Maybe, and it's the hardest thing to admit, it's because despite liking to think I've healed from what happened, that I have risen above and become stronger---as that teacher so callously predicted---for what happened, that I am a better person for knowing such adversity, that underneath it all I'm still that little girl sitting in that stuffy office being told, "I love each and every one of you," only to be blamed in the end for the dark bruises on my back or the tears on my cheeks.

There doesn't seem to be an easy answer for this.

I remember my first year out of highschool, going to college. It took me a solid year to come out of my shell, to become bold enough to speak my mind in front of more than just my parents, to not just be a wall flower. I wanted, more than anything, to strip the ice princess mask I wore all through high school to insulate myself from the bullies still around---now playing a much more psychological bullying game than physical. I was quiet---not out of shynes but out of sheer survival. I knew if I opened my mouth and exposed one truth about myself it was check mate and they'd have me cornered. So I kept it shut, rebuffed everyone and watched everyone with such mistrust. Out of that environment, I knew I wanted to be anything but that.

I think I've succeded, and I suppose that means I've made progress in healing.

It just doesn't seem to be enough. There's that wound, rubbed raw with salt now, throbbing and calling out for attention. How I go about healing it is in many ways beyond me.

Somehow, without my ever realizing it, I let him still have power over me.

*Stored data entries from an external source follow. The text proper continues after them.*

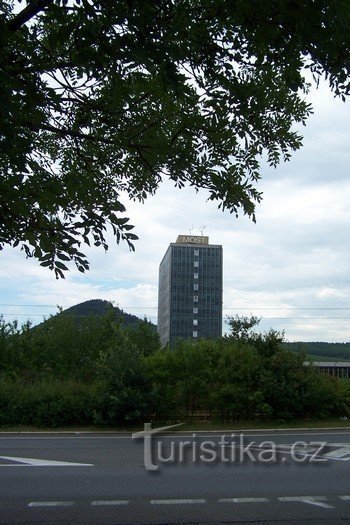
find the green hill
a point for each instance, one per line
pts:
(321, 350)
(99, 307)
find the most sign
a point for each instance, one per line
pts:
(191, 239)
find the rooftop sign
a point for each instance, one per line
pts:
(192, 239)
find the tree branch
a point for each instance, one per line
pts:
(32, 9)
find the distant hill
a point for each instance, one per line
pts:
(321, 350)
(99, 307)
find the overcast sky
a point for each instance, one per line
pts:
(291, 268)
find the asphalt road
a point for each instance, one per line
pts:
(284, 477)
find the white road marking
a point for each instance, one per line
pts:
(311, 500)
(177, 501)
(51, 504)
(119, 502)
(31, 462)
(342, 453)
(243, 500)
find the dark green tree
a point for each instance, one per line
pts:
(99, 98)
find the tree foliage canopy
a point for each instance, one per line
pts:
(98, 98)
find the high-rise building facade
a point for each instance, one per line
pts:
(190, 290)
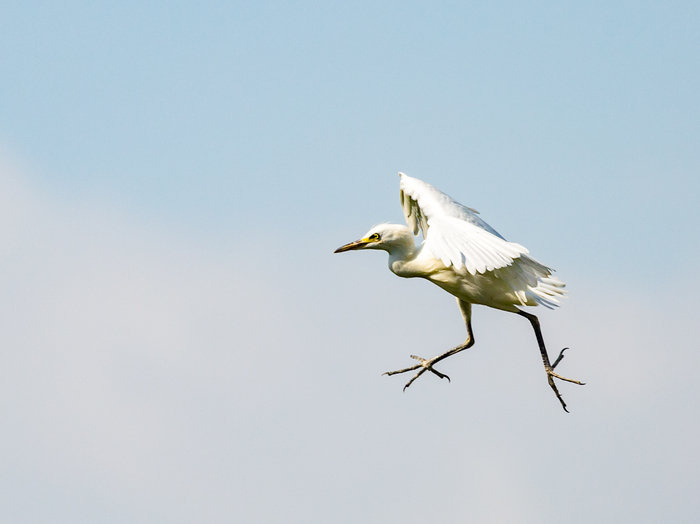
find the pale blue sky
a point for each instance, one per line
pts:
(180, 342)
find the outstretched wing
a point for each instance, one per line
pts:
(453, 232)
(421, 201)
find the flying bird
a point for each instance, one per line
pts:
(470, 260)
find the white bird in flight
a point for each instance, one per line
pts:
(467, 258)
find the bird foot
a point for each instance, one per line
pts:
(551, 375)
(425, 365)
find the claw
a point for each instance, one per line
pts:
(559, 358)
(551, 375)
(425, 365)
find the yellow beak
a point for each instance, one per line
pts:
(357, 244)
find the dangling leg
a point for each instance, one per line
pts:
(427, 365)
(549, 368)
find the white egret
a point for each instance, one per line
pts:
(467, 258)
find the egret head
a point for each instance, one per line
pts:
(388, 237)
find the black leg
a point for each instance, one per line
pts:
(549, 368)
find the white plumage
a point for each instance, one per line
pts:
(467, 258)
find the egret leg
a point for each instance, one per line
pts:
(427, 364)
(549, 368)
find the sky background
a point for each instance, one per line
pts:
(180, 344)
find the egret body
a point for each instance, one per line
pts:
(467, 258)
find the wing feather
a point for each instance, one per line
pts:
(421, 202)
(453, 232)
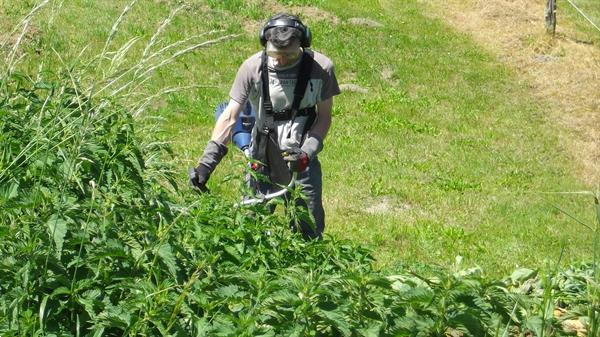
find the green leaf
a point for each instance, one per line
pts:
(338, 321)
(57, 228)
(372, 331)
(522, 274)
(166, 254)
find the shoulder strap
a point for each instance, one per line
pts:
(303, 76)
(304, 71)
(268, 106)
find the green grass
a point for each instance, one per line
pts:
(569, 16)
(448, 154)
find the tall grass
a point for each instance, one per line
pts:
(95, 240)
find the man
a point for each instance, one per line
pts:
(291, 88)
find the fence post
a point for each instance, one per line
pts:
(551, 16)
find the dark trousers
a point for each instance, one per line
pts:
(311, 183)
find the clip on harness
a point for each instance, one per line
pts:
(269, 133)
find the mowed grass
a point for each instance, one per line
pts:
(570, 17)
(446, 155)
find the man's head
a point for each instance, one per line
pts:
(283, 30)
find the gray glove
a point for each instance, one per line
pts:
(213, 153)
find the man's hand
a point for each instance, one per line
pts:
(297, 159)
(199, 177)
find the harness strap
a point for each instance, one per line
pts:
(303, 77)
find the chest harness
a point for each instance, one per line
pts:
(268, 150)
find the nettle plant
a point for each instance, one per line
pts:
(96, 239)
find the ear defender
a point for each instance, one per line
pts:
(305, 40)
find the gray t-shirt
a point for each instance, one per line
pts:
(322, 85)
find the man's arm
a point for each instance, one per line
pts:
(224, 125)
(313, 144)
(216, 148)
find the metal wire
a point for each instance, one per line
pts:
(582, 13)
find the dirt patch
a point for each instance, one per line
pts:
(386, 205)
(365, 22)
(308, 14)
(564, 72)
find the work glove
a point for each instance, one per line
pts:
(296, 159)
(199, 177)
(213, 153)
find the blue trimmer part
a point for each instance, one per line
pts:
(242, 130)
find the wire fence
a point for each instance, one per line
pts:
(550, 15)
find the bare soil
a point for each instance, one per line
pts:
(563, 71)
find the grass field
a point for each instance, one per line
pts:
(447, 153)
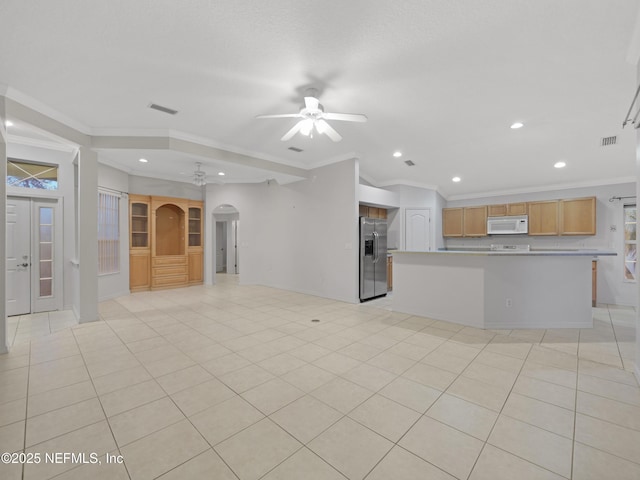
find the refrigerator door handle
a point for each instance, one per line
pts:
(375, 247)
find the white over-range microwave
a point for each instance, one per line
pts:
(513, 225)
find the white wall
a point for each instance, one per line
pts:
(301, 236)
(165, 188)
(116, 284)
(612, 288)
(65, 192)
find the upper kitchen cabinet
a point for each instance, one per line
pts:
(475, 221)
(507, 209)
(578, 216)
(543, 218)
(452, 222)
(373, 212)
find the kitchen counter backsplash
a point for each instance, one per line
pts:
(539, 243)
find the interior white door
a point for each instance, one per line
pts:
(18, 252)
(221, 244)
(234, 241)
(46, 279)
(417, 222)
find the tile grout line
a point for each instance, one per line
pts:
(106, 419)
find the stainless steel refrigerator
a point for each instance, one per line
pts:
(373, 258)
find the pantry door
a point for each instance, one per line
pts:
(417, 221)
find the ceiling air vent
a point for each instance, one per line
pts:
(160, 108)
(606, 141)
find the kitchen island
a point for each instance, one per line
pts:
(497, 289)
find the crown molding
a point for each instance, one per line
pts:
(37, 142)
(545, 188)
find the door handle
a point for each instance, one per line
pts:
(375, 247)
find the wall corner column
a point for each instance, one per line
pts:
(3, 227)
(87, 236)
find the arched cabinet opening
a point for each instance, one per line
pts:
(169, 230)
(172, 255)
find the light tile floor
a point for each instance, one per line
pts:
(238, 382)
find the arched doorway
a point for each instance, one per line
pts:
(226, 219)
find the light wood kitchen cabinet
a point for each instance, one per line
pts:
(195, 249)
(543, 218)
(372, 212)
(139, 243)
(166, 245)
(578, 216)
(507, 209)
(475, 221)
(497, 210)
(517, 208)
(452, 222)
(594, 282)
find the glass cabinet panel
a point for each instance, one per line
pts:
(195, 227)
(139, 225)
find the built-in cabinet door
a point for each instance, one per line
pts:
(139, 242)
(543, 218)
(195, 268)
(196, 243)
(594, 282)
(497, 210)
(372, 212)
(452, 222)
(517, 208)
(139, 271)
(475, 221)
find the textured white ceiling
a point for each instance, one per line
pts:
(440, 80)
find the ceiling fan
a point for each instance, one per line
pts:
(312, 116)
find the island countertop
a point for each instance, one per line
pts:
(524, 253)
(497, 289)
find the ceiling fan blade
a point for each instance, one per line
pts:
(284, 115)
(324, 127)
(292, 132)
(311, 103)
(345, 117)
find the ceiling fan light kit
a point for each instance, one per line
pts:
(313, 117)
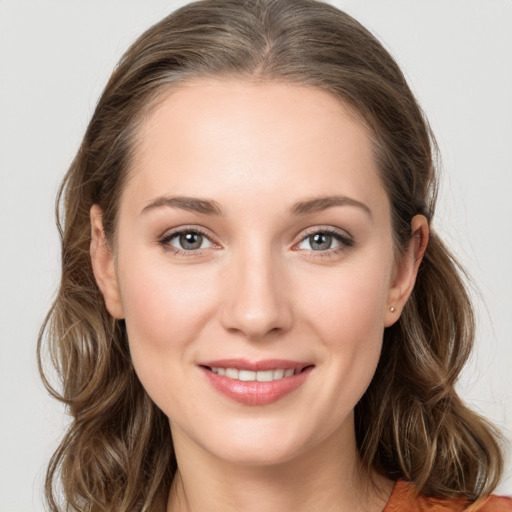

I often wonder how many others are like me out there---in the adult world, adjusting more or less to adult world politics---yet still carrying the awful scars of being bullied not just by peers but by the authority meant to protect them. How many have it come back to haunt them this way? How many survived it, but still find themselves powerless to a past they can't seem to outrun?

Most of all, I wonder why. How can anyone in authority ever stand by and allow it to happen---knowing full well it'll stay with that child for the rest of their lives?